Отчасти я была рада, что Джейн решила вернуться к Дэйву. Если Эмма сохранила в тайне историю моего рождения, то у меня будет возможность прожить эту жизнь счастливо. Пускай во лжи, зато не в боли.
Эти два дня прошли отлично: Эмма возилась со мной, окутывая своей любовью и заботой. Отлучались лишь в уборную и чтобы приготовить смесь. Я понимала, почему она так делала: страх оставить меня наедине с Джейн.
Наконец Джейн ушла. Собрала свои вещи, помахала Эмме ручкой и скрылась за дверью. В момент, когда щелкнул замок, мы выдохнули.
Счастье оказалось недолгим. Джейн вернулась в тот же день. Едва она пересекла порог, как рухнула на пол и зарыдала. Эмма ринулась к ней, пытаясь разобрать в ее рыданиях слова. Но Джейн была не в себе. Она надрывно кричала, била руками по стенам, рвалась в комнату ко мне.
–Он умер!– наконец разборчиво произнесла она.
По ощущениям, в квартире началась гроза: прогремел гром, сверкнула молния, и потоки воды затапливали нашу жизнь.
Крики наполнили комнату. Кричала и Джейн, и Элеонора. Лишь Эмма бегала от нее ко мне, в попытках успокоить.
Все резко прекратилось. Оглушительная тишина коснулась слуха. Я хотела воспользоваться моментом и попросить Голос прекратить все воспоминания. Не могла.
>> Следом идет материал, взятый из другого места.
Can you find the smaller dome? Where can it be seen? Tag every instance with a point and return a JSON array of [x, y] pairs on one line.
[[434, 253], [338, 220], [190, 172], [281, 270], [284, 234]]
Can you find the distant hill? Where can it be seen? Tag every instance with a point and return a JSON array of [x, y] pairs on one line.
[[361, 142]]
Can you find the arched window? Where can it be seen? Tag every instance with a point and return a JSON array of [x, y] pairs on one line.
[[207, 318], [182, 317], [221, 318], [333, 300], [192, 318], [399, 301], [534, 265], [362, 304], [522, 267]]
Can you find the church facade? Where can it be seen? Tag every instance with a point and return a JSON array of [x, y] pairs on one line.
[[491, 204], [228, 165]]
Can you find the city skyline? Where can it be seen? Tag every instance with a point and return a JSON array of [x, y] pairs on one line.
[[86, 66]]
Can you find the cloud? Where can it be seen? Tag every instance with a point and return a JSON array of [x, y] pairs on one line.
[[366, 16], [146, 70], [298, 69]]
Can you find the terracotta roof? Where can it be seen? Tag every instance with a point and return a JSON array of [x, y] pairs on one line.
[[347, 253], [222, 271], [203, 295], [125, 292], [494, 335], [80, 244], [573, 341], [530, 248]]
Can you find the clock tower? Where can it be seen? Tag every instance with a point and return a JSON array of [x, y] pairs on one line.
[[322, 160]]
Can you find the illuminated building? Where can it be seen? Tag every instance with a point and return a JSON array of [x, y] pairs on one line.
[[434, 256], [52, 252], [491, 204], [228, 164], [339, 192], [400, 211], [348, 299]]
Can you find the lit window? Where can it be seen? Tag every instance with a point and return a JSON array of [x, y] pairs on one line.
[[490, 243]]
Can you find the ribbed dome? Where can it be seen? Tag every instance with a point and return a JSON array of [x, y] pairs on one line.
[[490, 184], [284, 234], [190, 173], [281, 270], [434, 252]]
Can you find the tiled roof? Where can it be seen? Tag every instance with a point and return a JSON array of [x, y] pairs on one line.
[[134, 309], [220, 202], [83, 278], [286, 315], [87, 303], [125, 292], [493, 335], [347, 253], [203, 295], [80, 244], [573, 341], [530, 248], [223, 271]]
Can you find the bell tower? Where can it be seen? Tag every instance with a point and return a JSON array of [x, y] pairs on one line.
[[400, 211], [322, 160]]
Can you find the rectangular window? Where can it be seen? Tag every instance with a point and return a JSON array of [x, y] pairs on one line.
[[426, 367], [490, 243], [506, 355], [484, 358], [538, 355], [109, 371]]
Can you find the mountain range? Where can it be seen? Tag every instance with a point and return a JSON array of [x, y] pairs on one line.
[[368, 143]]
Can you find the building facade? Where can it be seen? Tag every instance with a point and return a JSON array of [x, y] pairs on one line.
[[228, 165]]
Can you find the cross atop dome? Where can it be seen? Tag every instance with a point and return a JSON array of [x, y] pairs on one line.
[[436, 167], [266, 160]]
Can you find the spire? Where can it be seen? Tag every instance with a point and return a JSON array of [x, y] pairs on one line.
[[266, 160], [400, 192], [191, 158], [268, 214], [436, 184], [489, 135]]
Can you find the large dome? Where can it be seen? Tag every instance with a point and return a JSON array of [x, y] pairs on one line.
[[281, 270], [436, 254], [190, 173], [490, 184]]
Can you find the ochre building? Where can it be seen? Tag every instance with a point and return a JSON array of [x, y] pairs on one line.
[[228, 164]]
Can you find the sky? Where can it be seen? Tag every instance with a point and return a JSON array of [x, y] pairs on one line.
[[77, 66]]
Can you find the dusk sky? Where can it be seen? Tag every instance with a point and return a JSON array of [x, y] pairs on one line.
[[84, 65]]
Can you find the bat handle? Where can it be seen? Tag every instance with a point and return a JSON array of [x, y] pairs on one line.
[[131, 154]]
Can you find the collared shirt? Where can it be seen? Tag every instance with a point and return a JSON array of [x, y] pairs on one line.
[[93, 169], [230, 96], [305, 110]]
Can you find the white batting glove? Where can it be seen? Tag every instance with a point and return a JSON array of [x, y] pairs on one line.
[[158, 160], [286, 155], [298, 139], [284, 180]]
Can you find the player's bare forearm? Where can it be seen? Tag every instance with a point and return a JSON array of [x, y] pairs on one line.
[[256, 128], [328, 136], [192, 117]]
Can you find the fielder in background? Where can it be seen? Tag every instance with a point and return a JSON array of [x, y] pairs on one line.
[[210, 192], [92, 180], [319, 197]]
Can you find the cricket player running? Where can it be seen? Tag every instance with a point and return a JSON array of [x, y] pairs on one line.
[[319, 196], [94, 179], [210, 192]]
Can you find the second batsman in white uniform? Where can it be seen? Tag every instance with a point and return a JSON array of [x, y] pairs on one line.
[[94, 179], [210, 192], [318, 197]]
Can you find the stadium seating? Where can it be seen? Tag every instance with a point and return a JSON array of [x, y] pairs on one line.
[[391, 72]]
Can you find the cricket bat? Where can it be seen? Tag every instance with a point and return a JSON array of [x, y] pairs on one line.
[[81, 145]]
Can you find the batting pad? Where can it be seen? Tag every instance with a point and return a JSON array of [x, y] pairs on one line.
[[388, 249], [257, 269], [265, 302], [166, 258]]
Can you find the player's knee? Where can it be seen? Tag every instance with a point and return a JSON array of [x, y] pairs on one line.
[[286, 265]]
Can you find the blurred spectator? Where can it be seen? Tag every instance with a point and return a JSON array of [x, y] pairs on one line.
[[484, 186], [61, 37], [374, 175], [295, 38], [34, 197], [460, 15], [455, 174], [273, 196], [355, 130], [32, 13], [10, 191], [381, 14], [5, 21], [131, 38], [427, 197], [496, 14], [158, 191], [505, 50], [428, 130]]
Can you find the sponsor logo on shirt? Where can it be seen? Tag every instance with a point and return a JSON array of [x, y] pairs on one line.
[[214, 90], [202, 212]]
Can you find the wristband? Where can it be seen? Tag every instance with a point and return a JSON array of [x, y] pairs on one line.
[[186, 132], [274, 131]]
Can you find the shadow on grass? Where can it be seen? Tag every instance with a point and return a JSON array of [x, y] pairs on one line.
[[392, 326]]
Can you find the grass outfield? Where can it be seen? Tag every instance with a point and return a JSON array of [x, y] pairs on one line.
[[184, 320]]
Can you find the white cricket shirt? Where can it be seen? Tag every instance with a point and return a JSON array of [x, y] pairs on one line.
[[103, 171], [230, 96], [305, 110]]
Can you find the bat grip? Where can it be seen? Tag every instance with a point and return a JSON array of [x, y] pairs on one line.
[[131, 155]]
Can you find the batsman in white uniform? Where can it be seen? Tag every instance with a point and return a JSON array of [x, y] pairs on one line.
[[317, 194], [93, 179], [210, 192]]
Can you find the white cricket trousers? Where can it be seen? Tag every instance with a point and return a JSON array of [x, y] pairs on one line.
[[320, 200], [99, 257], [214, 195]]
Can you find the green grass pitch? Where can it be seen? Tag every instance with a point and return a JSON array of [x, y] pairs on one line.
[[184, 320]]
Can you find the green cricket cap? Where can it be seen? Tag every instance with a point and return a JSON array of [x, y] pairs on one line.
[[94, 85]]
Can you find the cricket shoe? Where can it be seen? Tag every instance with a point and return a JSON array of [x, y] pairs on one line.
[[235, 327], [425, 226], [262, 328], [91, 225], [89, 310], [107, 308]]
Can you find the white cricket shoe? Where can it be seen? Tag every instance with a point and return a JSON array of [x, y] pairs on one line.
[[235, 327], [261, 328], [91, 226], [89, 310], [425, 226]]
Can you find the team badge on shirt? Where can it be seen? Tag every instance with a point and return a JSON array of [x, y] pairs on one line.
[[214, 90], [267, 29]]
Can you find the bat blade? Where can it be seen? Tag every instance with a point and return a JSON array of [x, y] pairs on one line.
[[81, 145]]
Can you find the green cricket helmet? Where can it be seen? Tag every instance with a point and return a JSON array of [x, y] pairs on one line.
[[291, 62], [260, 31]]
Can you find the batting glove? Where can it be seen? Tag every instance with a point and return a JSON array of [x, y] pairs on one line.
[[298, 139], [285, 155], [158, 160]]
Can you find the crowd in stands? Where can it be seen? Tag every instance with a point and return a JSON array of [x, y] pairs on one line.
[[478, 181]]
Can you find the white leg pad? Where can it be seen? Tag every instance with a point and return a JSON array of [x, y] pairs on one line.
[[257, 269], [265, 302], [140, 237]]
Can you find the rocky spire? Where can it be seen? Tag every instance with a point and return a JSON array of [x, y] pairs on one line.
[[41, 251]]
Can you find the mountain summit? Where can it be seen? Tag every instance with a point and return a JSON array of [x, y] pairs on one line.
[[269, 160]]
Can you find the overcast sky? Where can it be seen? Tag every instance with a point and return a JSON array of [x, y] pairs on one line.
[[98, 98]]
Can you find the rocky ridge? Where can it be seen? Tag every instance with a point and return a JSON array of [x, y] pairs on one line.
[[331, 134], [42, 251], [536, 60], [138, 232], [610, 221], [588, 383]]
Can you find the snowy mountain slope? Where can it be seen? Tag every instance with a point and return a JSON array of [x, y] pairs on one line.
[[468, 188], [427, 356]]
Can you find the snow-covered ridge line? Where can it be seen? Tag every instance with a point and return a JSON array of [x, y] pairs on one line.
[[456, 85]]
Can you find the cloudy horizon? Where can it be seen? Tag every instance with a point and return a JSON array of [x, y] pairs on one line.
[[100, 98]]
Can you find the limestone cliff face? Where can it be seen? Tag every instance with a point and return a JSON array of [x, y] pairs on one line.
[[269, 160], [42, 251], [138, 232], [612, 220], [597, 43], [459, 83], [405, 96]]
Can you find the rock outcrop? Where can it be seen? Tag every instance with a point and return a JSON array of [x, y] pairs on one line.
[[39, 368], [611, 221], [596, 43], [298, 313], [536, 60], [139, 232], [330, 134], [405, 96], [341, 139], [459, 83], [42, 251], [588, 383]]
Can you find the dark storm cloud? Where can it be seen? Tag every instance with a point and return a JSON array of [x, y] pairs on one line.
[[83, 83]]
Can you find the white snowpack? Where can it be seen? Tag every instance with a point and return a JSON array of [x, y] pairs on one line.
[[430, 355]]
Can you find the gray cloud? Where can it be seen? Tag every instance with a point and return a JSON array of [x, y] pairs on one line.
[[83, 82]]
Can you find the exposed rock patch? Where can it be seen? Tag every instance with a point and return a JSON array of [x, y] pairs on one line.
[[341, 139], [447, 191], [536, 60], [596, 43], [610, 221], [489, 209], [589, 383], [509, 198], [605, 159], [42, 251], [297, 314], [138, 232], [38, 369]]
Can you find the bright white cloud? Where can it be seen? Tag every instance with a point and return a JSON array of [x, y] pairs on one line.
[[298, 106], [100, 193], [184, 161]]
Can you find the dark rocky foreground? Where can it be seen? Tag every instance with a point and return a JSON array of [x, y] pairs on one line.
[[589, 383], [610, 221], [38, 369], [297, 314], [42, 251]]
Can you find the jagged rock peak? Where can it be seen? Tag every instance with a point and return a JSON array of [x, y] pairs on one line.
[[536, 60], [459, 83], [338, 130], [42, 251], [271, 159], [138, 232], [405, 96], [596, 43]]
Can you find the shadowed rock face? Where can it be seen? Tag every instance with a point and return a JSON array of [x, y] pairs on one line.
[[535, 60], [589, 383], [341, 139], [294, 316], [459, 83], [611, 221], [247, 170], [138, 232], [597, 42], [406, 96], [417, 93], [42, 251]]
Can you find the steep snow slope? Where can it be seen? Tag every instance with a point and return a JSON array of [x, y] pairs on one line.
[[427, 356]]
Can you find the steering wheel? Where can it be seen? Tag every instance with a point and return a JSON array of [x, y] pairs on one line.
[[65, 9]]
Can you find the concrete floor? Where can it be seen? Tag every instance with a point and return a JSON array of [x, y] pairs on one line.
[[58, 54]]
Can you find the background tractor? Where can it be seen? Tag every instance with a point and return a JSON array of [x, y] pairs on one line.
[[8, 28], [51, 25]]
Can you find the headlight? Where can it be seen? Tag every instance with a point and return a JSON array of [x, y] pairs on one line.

Не могла смотреть на ад, созданный мной же. Что попросила Наоми? Какое желание она озвучила?
Беспощадные воспоминания вновь появились. Стена между комнатой и кухней исчезла, намеренно. Это все Голос. Он хотел, чтобы я увидела каждую деталь. Он уже знал, что я не смогу обрести покой.
Истерика Джейн не прекращалась. Крики перешли в вой, вой в хныканье, хныканье в глотки. Теперь нас четверо: я, Эмма, Джейн и алкоголь. Джейн не пила только тогда, когда спала. В остальное время ее можно было обнаружить обнимающейся с бутылкой. От чрезмерного употребление кожа и зубы пожелтели. Волосы все чаще были собраны в пучок, а сальные выбившиеся пряди прилипали к щекам. Она горевала, что было абсолютно нормальным в ее положении. Но достигать дна в одиночку не собиралась.
Все чаще ее внимание было приковано ко мне. Когда я плакала, она кричала до посинения, веля Эмме меня успокоить. Когда я начинала смеяться и ползти к ней, грубо отшвыривала от себя. И все начиналось по новой: я рыдала, она кричала. Ненависть достигала апогея, и в такие моменты мы подолгу гуляли с Эммой во дворе.
Воспоминания сдвинулись. Мне около года. Я научилась ходить и лепетать на своем языке. Эмма радовалась каждому достижению, а Джейн беспощадно продолжала срываться. За все это время горе не оставило ее. Напротив, она определила его своим смыслом жизни. Вечерами, напиваясь до заплетающегося языка, Джейн то и дело вспоминала Дэйва, осыпая его комплиментами.